A case study in sales-driven hysteria
The collapse of Katy French on Monday 3 December and her death several days later in hospital provoked a full scale outbreak of media hysteria. The story's combination of celebrity, drugs and a tragic young death unsurprisingly proved irresistible, and not only to the tabloids. The first ten pages of news section of the Irish Independent on Saturday 8 December, two days after her death, were entirely devoted to the story and were further supplemented by several features. Medb Ruane's article was particularly notable – attributing angelic status to Ms French and recasting her struggle to become a celebrity as a heroic quest against “the bitches and bastards” – the anonymous bloggers, jealous rivals and, naturally, Associated Newspapers journalists who had dared to express some scepticism in the face of the celebrity status that the Sunday Independent declared for French long before she was remotely famous.
Given the overblown nature of the coverage in the Independent, it was something of a miracle that John Waters managed to outdo them all in the Irish Times.
In the course of a tear-stained article, he revealed that he had met Katy French once. On the basis of that brief encounter he concluded that she was “the daughter of our dreams”, “a personification of our fantasies” and “a meteorite of desire plummeting through the Irish zeitgeist”. The article concluded by way of the pope's latest encyclical and a series of metaphysical assertions which, by a logical process decipherable only by the divine, led to the revelation of our collective guilt as a society.
It would be unfair, however, to imply that the Irish Times had much of a hand in the media hysteria.
Waters' article was most likely an example of self-indulgence twinned with a sentimental disposition rather than a ploy to cash in on low-brow celebrity scandal. Despite the fact that stories related to Katy French were the most popular pages on their website for several days in a row, the ‘IT' were models of constraint compared to their competition. They limited themselves to a single front-page story, reporting on her death in hospital, in the week after the story broke.
The hysteria was picked up by politicians of all stripes, who tend to be keenly attuned to the media's agenda. The opposition's justice spokesperson, Charlie Flanagan, proposed a series of tough-sounding measures involving suitable reductions in civil liberties. Meanwhile the Taoiseach sent his official representative to Ms. French's funeral - a mark of respect not normally afforded to the victims of drugs.
The Gardai launched an extensive investigation into the circumstances surrounding her death, with the intention of identifying who may have supplied her with drugs. Ireland was officially and suddenly in the midst of a cocaine crisis. The sense of crisis was further fuelled by the media's natural response to a big story involving cocaine – much greater prominence for cocaine related stories and a much greater willingness to speculate about the possibility of cocaine being a factor in the mysterious deaths of young people.
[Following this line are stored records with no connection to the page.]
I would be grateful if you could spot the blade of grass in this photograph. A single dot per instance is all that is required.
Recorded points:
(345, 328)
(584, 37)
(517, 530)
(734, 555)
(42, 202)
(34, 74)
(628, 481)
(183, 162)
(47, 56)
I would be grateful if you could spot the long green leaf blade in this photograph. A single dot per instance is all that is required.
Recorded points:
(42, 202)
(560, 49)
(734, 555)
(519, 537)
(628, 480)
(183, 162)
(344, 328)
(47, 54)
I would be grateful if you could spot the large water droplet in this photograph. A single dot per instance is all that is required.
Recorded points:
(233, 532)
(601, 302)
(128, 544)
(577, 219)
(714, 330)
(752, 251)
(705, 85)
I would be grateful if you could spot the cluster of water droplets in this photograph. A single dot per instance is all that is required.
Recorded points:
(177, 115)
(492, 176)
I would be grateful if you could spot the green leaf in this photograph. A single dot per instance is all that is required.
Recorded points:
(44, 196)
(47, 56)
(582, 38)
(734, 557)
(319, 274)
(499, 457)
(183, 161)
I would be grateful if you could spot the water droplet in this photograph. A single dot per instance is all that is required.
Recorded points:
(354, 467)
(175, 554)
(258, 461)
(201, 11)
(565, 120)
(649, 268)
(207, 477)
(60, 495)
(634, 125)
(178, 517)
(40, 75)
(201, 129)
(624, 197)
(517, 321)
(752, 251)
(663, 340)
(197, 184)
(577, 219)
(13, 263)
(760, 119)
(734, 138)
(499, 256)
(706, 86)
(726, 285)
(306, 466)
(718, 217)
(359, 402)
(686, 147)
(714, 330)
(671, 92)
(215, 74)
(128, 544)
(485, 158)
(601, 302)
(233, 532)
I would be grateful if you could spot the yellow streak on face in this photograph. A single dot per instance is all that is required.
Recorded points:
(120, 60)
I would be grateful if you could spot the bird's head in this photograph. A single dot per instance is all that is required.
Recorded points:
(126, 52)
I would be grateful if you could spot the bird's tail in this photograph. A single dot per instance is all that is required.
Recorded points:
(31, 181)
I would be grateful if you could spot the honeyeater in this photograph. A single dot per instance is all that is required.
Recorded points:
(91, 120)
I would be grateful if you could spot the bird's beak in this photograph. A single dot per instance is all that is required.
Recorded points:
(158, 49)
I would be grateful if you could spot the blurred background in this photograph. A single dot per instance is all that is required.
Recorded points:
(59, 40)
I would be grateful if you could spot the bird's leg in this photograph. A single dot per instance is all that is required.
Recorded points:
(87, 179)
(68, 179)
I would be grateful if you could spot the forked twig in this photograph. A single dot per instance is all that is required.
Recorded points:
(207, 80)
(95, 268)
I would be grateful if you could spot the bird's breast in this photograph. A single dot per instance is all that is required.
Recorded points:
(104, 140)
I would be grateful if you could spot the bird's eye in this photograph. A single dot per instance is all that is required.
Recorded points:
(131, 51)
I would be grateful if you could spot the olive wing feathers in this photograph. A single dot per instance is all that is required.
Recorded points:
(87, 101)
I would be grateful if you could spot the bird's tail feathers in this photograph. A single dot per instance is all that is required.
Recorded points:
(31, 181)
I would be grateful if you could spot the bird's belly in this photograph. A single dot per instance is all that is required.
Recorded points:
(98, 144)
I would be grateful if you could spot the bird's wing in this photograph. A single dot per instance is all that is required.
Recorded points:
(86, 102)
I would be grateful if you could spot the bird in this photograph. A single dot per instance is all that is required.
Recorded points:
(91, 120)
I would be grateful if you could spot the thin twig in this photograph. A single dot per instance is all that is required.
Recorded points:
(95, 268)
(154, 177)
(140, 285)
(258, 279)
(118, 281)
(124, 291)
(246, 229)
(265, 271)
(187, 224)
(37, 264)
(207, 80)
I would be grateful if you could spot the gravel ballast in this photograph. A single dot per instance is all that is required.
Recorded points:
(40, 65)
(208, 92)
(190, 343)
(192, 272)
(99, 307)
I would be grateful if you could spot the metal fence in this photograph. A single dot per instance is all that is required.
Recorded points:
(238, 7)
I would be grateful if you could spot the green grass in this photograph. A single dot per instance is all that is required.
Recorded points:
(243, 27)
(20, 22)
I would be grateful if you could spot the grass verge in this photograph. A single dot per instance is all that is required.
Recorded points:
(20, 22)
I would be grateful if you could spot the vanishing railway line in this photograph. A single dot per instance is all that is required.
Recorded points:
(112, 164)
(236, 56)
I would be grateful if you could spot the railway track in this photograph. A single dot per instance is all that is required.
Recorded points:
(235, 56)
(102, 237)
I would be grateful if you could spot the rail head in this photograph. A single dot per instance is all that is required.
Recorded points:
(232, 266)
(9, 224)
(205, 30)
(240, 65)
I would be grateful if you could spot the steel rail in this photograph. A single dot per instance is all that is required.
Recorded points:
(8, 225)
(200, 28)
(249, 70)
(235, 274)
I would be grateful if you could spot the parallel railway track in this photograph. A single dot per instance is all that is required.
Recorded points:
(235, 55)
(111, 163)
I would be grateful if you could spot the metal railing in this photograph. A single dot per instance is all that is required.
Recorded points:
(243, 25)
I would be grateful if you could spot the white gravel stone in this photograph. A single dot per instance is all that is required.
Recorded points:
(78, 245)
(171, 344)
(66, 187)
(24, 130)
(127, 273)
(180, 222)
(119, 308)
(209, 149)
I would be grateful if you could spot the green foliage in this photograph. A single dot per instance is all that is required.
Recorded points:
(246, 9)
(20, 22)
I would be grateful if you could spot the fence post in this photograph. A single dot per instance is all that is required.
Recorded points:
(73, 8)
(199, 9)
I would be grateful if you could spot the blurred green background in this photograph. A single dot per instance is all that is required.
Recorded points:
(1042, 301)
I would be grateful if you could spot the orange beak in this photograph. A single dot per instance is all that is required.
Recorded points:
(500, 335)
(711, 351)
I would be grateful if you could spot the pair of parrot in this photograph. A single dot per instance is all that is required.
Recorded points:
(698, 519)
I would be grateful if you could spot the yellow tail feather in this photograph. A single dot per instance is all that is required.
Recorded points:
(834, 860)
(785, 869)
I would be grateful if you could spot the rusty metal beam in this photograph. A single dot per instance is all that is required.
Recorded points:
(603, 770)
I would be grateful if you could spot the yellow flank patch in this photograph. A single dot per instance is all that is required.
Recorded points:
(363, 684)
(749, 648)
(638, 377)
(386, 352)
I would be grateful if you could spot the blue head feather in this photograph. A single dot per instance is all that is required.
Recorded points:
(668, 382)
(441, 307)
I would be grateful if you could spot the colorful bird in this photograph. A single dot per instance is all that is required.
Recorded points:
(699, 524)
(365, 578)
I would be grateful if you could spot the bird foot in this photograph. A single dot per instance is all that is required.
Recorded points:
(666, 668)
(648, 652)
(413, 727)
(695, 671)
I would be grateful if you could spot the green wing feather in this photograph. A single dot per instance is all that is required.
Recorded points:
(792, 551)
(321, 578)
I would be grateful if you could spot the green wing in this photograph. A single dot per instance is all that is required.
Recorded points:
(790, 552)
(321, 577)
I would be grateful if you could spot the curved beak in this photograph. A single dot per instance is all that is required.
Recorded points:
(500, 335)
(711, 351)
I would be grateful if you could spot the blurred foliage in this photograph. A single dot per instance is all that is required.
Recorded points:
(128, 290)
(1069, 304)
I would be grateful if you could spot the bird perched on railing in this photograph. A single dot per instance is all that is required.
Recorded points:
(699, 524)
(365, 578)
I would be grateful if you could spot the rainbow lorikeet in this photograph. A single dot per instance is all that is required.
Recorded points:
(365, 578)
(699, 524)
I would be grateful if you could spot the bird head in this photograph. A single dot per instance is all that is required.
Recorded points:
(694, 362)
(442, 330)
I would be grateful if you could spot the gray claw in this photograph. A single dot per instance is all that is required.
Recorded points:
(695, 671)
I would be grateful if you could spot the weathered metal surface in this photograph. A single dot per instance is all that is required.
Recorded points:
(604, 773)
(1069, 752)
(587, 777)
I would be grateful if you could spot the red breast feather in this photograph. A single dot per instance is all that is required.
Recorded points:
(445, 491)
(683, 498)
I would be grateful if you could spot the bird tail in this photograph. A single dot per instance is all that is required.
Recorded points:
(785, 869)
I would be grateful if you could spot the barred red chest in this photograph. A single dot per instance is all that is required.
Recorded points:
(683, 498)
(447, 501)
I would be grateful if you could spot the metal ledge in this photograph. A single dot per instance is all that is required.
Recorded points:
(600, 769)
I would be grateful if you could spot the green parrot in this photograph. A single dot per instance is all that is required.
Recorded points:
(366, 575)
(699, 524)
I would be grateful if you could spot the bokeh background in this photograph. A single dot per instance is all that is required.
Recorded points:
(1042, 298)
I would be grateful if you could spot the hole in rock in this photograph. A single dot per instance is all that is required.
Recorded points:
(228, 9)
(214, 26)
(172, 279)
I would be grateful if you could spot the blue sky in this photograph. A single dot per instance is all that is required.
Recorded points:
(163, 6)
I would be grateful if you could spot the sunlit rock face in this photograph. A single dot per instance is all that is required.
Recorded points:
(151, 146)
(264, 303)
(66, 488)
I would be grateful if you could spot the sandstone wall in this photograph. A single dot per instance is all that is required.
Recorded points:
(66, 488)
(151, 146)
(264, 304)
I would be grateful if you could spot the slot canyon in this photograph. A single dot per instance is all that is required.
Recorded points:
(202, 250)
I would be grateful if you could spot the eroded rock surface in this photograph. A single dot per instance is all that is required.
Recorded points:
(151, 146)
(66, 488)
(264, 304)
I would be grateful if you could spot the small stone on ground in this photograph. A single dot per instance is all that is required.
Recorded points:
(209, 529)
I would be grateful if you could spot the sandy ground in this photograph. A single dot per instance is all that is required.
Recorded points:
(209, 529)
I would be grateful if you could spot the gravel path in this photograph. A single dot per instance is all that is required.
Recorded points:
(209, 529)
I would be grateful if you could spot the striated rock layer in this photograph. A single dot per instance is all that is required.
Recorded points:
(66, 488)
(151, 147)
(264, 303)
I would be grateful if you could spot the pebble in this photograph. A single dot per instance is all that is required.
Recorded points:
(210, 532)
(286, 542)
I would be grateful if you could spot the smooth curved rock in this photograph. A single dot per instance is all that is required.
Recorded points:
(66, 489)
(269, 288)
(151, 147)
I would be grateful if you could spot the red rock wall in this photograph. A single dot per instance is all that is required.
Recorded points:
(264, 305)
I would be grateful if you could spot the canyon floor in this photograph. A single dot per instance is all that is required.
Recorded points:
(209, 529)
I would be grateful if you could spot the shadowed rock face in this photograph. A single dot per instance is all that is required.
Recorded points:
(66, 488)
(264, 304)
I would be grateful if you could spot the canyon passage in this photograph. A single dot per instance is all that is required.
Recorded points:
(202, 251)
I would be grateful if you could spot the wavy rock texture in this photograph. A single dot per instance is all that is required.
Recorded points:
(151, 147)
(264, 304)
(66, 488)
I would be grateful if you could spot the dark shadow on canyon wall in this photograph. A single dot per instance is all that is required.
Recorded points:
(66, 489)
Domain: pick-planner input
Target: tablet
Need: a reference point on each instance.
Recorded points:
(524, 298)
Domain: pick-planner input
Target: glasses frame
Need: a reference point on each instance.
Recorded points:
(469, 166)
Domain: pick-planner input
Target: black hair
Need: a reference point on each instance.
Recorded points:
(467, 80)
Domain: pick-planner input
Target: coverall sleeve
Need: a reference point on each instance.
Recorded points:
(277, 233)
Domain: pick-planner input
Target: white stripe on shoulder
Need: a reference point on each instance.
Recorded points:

The problem with this sort of media-generated crisis is, however, that it is driven by newspaper sales rather than by any desire to solve a real problem.
For all the mythologizing eulogies about French, public interest in the story was driven by a good old fashioned celebrity drugs scandal rather than by the high esteem in which she was held. Even in the Independent, the literary laments for her demise were accompanied by articles hinting at further scandals among the “celebrity set” and lengthy descriptions of the fashion choices of the mourners at her funeral.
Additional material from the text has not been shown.